With a few friends we read the Algorithm Design Manual from Skiena. One of his (chapter 4) exercises asks for the number of comparisons that the quicksort algorithm does (comparing an element to the pivot) in case (a) the median is used as pivot or (b) the one-third element is used as pivot.
(a) pivot on median (the best one can do)
I got this far: the number of comparisons is $T(n)=n + 2T((n-1)/2)\approx n + 2 T(n/2) = \Theta(n\log n)$.
But I think it's also possible to come up with an exact number. Does anybody know how to do that?
(b) I was not able to solve the following: $T(n)=n + T((n-1)/3) + T(2(n-1)/3)$, as I do not know how to solve this with two different T's. And, also here I would also want to compute an exact number.

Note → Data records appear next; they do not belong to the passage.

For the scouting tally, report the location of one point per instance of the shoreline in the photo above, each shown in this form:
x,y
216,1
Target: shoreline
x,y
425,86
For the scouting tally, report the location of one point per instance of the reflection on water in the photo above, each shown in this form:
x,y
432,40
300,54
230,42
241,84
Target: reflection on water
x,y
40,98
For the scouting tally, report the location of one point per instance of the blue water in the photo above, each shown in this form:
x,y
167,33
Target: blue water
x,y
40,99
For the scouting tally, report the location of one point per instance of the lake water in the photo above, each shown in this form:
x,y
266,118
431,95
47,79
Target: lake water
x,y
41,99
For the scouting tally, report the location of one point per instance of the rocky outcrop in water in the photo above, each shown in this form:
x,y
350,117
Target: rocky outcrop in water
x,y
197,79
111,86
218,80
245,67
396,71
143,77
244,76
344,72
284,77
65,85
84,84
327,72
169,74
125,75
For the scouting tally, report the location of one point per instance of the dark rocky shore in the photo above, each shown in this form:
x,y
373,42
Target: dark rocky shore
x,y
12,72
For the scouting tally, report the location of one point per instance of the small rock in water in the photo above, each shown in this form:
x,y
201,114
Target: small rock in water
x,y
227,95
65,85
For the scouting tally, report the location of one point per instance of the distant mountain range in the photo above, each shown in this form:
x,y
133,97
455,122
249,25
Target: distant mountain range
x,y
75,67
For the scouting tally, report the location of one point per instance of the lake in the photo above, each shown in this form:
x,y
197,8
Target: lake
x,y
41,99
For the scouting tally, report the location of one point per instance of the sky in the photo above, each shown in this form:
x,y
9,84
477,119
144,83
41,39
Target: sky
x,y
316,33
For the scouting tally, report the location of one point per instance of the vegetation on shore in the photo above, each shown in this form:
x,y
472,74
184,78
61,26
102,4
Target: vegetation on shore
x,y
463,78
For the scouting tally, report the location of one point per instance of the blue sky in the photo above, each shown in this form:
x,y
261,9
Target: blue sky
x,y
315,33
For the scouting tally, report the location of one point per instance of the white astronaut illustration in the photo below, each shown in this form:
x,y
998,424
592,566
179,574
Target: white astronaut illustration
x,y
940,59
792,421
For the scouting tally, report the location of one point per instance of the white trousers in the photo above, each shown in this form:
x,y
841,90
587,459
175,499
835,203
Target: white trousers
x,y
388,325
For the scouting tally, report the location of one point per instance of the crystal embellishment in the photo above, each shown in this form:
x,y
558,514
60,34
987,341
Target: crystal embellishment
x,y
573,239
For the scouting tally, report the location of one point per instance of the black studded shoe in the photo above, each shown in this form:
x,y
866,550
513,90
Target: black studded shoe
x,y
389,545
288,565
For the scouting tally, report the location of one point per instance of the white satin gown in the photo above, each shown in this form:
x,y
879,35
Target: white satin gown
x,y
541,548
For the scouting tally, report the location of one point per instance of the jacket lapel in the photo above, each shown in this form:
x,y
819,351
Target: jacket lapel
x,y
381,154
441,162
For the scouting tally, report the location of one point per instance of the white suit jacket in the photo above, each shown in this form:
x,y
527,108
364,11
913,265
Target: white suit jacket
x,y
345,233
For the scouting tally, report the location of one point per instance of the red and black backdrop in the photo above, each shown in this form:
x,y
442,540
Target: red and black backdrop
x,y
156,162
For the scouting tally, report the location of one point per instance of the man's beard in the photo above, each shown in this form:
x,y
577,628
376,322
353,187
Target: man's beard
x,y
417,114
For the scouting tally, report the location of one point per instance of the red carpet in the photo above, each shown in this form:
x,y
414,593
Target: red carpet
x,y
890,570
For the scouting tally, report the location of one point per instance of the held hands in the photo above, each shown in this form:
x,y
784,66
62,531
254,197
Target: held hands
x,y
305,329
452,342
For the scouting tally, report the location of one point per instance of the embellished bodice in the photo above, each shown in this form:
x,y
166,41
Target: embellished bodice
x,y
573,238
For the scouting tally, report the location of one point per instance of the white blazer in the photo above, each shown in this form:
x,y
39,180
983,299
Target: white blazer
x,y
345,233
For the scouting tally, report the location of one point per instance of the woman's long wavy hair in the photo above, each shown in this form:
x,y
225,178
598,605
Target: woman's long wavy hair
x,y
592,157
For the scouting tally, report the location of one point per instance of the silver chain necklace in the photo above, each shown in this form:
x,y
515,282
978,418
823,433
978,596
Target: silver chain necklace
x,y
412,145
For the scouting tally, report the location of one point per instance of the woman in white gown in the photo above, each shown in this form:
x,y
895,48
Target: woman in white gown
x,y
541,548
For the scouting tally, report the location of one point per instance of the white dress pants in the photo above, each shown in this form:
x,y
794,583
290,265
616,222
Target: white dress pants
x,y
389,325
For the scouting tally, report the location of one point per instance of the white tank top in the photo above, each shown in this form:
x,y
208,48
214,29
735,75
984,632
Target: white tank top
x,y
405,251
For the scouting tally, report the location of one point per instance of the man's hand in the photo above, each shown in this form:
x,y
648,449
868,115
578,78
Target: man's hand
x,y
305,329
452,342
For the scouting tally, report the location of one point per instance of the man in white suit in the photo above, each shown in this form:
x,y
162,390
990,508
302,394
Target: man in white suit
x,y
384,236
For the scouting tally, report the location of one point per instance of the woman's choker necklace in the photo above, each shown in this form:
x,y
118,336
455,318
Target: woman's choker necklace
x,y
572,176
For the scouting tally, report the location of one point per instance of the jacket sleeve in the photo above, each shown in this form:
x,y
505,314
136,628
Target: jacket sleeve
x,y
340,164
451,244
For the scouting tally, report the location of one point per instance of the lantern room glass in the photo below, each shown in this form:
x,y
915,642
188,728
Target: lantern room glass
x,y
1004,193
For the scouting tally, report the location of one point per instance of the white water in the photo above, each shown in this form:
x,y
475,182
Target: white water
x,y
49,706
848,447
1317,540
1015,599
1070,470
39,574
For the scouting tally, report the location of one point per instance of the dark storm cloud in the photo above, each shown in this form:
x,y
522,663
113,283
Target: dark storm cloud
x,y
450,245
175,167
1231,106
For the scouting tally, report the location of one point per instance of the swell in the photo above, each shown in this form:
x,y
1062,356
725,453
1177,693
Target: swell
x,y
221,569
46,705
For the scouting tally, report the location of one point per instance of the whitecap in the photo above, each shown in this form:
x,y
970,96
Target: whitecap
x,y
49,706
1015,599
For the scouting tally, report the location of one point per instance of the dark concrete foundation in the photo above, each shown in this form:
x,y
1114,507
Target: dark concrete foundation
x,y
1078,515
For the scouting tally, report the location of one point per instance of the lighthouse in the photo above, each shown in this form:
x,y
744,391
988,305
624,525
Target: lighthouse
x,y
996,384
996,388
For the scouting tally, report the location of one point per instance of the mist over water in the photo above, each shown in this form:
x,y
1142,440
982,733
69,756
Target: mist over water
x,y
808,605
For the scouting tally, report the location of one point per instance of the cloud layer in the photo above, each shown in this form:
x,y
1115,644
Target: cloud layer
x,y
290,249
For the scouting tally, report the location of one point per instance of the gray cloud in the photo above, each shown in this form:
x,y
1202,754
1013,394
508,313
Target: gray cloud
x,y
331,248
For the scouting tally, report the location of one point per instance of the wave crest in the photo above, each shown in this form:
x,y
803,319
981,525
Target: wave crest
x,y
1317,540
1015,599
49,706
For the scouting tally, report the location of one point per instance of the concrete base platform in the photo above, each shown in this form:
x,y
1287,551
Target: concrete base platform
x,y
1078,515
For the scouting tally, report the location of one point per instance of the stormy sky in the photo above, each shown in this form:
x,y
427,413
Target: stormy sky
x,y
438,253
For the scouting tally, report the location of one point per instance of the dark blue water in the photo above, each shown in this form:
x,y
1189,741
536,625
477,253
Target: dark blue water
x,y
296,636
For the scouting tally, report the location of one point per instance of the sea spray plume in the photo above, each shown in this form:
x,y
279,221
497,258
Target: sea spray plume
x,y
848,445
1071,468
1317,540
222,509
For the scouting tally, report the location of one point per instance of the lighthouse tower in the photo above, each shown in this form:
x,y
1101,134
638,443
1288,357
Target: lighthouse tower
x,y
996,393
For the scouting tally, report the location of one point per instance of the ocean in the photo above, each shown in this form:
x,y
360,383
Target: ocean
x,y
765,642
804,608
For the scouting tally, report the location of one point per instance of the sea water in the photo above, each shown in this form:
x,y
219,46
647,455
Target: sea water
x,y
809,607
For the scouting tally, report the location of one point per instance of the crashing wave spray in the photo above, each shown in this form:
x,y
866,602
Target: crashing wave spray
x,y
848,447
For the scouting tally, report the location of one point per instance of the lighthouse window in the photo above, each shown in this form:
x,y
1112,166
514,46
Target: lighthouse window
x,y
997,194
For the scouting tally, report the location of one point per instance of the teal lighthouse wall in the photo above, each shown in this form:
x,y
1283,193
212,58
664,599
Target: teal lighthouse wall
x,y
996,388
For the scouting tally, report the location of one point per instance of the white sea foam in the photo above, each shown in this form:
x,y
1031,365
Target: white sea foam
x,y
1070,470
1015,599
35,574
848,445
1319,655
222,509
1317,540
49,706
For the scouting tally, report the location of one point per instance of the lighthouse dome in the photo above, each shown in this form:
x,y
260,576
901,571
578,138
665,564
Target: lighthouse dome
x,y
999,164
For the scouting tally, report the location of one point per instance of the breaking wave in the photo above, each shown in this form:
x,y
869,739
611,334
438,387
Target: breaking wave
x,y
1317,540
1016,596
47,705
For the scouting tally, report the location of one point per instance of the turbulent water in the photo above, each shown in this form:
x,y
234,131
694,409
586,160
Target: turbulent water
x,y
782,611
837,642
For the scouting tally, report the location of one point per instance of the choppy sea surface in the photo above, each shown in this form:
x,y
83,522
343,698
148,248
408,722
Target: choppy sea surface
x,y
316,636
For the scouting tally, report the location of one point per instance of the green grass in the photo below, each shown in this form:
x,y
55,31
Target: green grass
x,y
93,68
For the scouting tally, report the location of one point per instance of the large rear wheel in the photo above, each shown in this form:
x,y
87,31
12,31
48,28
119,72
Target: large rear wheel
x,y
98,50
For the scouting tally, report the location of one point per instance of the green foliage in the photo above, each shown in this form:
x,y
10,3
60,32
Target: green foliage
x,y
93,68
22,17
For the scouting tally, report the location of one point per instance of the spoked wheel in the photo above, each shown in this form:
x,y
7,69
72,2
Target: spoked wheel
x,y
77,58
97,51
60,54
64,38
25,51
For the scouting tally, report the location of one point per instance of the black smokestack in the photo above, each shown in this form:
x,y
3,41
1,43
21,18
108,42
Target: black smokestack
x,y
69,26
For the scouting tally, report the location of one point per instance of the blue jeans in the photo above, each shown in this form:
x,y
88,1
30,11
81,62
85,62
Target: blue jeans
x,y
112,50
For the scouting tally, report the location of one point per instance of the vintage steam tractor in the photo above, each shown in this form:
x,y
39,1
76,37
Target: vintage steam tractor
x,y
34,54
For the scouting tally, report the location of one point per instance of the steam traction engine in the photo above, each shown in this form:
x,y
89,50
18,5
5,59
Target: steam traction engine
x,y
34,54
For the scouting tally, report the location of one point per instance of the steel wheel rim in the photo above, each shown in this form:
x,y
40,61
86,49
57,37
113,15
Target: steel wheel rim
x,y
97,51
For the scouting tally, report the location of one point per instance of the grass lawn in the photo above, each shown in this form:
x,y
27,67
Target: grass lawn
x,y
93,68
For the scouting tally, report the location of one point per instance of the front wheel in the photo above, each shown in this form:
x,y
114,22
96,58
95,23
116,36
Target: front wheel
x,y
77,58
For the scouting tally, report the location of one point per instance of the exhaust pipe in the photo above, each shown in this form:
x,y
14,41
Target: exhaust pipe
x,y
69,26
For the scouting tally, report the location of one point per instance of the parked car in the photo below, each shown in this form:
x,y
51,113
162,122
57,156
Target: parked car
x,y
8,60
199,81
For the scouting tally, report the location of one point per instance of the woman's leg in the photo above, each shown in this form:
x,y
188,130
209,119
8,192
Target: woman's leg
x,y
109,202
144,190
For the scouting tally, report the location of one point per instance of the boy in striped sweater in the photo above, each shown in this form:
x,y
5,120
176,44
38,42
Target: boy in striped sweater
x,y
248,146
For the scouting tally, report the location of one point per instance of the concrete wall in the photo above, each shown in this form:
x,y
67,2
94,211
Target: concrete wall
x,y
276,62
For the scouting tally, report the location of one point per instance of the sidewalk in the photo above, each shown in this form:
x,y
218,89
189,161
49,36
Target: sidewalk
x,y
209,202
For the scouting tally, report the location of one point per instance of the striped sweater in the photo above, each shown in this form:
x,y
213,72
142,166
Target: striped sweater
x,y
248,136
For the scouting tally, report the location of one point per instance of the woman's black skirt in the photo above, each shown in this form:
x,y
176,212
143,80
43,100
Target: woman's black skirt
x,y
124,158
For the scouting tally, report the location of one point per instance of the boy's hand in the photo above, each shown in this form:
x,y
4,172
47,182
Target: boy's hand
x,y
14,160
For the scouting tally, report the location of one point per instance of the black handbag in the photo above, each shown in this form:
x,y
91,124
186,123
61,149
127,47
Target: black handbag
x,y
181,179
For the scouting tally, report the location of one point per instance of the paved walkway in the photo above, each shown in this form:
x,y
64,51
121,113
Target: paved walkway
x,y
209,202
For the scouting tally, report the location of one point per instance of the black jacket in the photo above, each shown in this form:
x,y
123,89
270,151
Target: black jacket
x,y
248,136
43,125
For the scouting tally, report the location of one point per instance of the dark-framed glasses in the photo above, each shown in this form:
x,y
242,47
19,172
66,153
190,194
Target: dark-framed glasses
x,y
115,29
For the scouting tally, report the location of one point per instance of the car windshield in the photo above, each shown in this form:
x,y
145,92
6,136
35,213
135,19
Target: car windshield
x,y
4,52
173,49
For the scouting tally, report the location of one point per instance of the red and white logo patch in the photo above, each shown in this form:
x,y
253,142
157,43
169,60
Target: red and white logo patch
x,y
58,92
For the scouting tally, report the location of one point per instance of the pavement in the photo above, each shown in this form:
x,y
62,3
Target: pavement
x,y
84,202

I wrote a small program to count the number of comparisons. It roughly looks like pivoting on the median, one-third, or one-tenth are only a constant factor apart, and pivoting on one-third is pretty close to $n\log_2{n}$.
If I'm allowed to paste links, here's my experimental result: http://postimg.org/image/fr18zahp3/full/
Any help would be greatly appreciated ;)
For the general case (pivoting on third, tenth or other constant fraction), consider the maximum depth quicksort will need to call itself recursively until it gets to an one-element array (which is sorted by definition). In each call, the size of its argument shrinks to at most constant multiple of the original size: $\frac{1}{2}$ in case of median, $\frac{2}{3}$ for the one-thirds approach or $\frac{9}{10}$ in the one-tenth case. Thus, the depth of the recursion is not going to exceed logarithm of the number of elements; the base of this logarithm is reciprocal of the shrinking factor. Obviously, every element of the array is going to be processed at most once at each "depth", so the upper bound on number of comparisons evaluates to $n\log_a n$ (where the base of logarithm is 2, 3, 10, ...).
Thanks to the nice property of logarithms, $\log_a n=(\log_a b)(\log_b n)$, all of these pivoting approaches are going to be within multiplicative factor of each other, belonging to $\Theta(n\log n)$. If you want to find the exact number of comparisons, you'll have to be very careful with your recurrence: expressions like $T(\frac{n-1}{2})$ don't make sense for even values of $n$.
I'll assume you want to solve the following recurrence in the "median" case: $$T(n)=n+T(\lfloor\frac{n-1}{2}\rfloor)+T(\lceil\frac{n-1}{2}\rceil)$$with initial condition $T(0)=0$. If that is the case, you can get further by considering how deep within the QuickSort recursion will each element be chosen as pivot and thus eliminated (it'll be compared with then-current pivots in all depths up to this one). Clearly, there is one pivot chosen in depth 1, two of them in depth 2, four in depth 4 and so on, all the way until all the sorted array is exhausted. The sum of their depths is then equal to the total number of comparisons. Unless I made a mistake, this results in $T(n)=nL-2^L+L+1$ when $2^{L-1}\leq n<2^L$ (Edit: The $+L$ term was missing originally).
Something similar can be done in the non-balanced cases too, although the calculation will most likely be even messier.